Pharma companies that choose to ignore emerging markets might be in for a rude awakening. According to a new report from IMS Health, the number of untapped markets for pharmaceutical products has increased from seven to 17, and within the next five years these markets will contribute half the global growth in drug sales.

China is expected to contribute about as much growth over the next five years as the United States-a statistic that, while not new, is just beginning to show up on the bottom line. Each emerging market is also expected to contribute nearly a billion dollars in growth in the next half decade.

“Everyone is looking at emerging markets, but I don’t think there’s a consistency in terms of the preferred strategy or the extent to which the investments are being shifted to the emerging markets and away from the developed markets,” said Murray Aitken, senior vice president, Healthcare Insight, IMS Health.

Aitken explained that the Top 15 Big Pharma companies are currently underrepresented in the emerging markets. He expects, however, that this will change over the next decade.

Baby Steps
In recent years, companies such as Sanofi Aventis and GSK have formed partnerships with countries such as Brazil, Mexico, and South Africa as a means to accessing those markets. Some companies are also considering locating and/or expanding R&D and manufacturing centers in emerging markets to help drive sales of drugs locally.

“That said, [each market] has its own risks and issues, as every emerging market does. Therefore, companies must be judicious in terms of how they think of their investments and business models, and portfolios that can fit to those markets,” Aitken said.

To compete in emerging markets, there also needs to be a paradigm shift in how pharma companies earn money. Those expecting the same high profits they arn in established markers might be in for a surprise.

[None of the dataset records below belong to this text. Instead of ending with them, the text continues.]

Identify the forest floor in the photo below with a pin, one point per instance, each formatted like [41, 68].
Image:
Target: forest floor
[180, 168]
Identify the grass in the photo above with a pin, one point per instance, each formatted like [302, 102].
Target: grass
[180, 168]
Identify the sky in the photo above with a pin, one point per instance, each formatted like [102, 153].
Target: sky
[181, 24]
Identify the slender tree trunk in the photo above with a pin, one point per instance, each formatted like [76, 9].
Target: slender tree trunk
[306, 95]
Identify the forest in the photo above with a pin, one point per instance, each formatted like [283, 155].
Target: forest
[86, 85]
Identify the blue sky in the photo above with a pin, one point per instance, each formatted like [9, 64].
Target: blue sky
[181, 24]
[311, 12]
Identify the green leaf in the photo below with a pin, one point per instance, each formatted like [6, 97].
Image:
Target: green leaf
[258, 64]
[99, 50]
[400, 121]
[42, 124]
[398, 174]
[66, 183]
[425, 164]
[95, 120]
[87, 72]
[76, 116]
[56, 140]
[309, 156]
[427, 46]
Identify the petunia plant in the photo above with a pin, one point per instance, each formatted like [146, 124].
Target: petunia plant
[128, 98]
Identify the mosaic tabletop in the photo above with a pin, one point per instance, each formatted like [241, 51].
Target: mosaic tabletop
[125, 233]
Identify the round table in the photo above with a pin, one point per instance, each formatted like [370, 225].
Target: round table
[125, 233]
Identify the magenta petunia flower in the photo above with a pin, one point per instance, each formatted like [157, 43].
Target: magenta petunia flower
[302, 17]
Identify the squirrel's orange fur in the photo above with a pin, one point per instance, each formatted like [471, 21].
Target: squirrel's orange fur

“Tapping into these markets requires a ‘rethink’ in how you define your business model and your product portfolio to be profitable,” Aitken said. “For example, companies that are building their branded generics business realize that the way you run a branded generics business is quite different from how you run an innovation-based business; and how you run a branded generics business is an emerging market is different from how you run it in Western Europe.”

IMS Health has been tracking data on emerging markets for years; going as far as coining the catchphrase “Pharmerging Markets” to represent countries where the economy has gross domestic product growth levels below $25,000 per capita.

Of the original seven emerging markets, South Korea has graduated to becoming considered a developed market, and IMS has added 11 additional countries to the “emerging” list.